Pakistan opened their World Cup campaign with an unbelievably below-par performance against West Indies which eventually resulted in their ouster from the World Cup. They were never able to recover their run-rate even after beating some of the favourites such as the top ODI team England, and before facing Pakistan, the unbeaten New Zealand team.
Some might say the washout against Sri Lanka was also one of the reasons why Pakistan were not able to make it to the top-four. An extra point from the underwhelming Sri Lanka could have saved their campaign.
However, after all is said and done, most of the blame of the exit from the World Cup lies on the players and the team management.
From day one, the players and the team knew that the new format will not be easy. They will have to perform against the top teams and the minnow with equal consistency. The start to the World Cup, where Pakistan were able to score only 106 before losing all 10 wickets showed how unprepared and under confident Pakistan were, when they entered the tournament.
A series defeat to England in England before the tournament was said to help the players acclimatise well to the conditions, but the loss of confidence wasn’t considered which hurt Pakistan badly at the start of the World Cup.

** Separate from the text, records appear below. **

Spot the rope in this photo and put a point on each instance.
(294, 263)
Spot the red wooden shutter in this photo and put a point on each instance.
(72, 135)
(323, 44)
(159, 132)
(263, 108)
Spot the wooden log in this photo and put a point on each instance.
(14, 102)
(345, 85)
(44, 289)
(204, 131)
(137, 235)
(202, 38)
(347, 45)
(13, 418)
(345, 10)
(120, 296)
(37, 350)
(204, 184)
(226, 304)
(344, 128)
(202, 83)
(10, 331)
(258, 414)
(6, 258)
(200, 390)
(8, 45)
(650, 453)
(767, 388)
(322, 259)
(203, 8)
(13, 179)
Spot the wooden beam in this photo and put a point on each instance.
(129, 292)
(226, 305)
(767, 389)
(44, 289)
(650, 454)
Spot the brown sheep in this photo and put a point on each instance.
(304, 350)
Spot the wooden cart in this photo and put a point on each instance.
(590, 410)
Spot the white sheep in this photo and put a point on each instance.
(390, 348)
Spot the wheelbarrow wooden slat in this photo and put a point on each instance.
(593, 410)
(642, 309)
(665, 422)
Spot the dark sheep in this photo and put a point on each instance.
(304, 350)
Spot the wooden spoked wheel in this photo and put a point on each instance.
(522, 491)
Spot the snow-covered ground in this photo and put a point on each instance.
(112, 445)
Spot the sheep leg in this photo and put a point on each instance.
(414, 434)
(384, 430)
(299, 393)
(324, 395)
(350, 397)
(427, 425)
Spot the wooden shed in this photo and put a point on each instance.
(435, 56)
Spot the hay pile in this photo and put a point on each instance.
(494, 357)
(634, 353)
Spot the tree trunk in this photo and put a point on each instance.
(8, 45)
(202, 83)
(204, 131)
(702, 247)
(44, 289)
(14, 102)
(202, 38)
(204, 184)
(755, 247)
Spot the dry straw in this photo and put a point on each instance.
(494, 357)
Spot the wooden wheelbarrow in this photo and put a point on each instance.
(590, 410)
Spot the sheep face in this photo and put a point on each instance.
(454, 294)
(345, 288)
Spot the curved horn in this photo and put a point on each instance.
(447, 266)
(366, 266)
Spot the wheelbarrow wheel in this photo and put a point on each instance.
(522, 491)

Also, rain was always going to spoil the party so Pakistan should’ve been prepared to win at all costs all the matches that they would be given a chance to play.
Moreover, the age-old problem of Pakistan avoiding risks and trying to shoot down oppositions with blanks hurt them against India and Australia, two matches which Pakistan could’ve won easily, only if they could muster up the courage to take risks with their starting line-ups.
A total of two changes in the line-up did wonders for the Men in Green when the underperforming Shoaib Malik and Hasan Ali were replaced with Haris Sohail and Shaheen Shah Afridi, respectively.
Even if Shaheen would’ve misfired, which he didn’t, Pakistan always had the option to go for the raw pace of Muhammad Husnain, but the surprise package promised by chief selector Inzamamul Haq stayed safely packed and unused.
Pakistan cricket is a story of inconsistency yet surprises, a tale where some day they are David and the other days they are the falling goliaths, it is a saga where the unbelievable becomes believable and vice versa.
The Pakistan Cricket Board is being overlooked by one of the best cricketers of his generation, the Prime Minister of Pakistan and the 1992 World Cup-winning Men in Green captain Imran Khan. It is high time that he pulls the country that he is running and the cricket team which wears the country’s flag out of plight and guides it towards consistency and prosperity.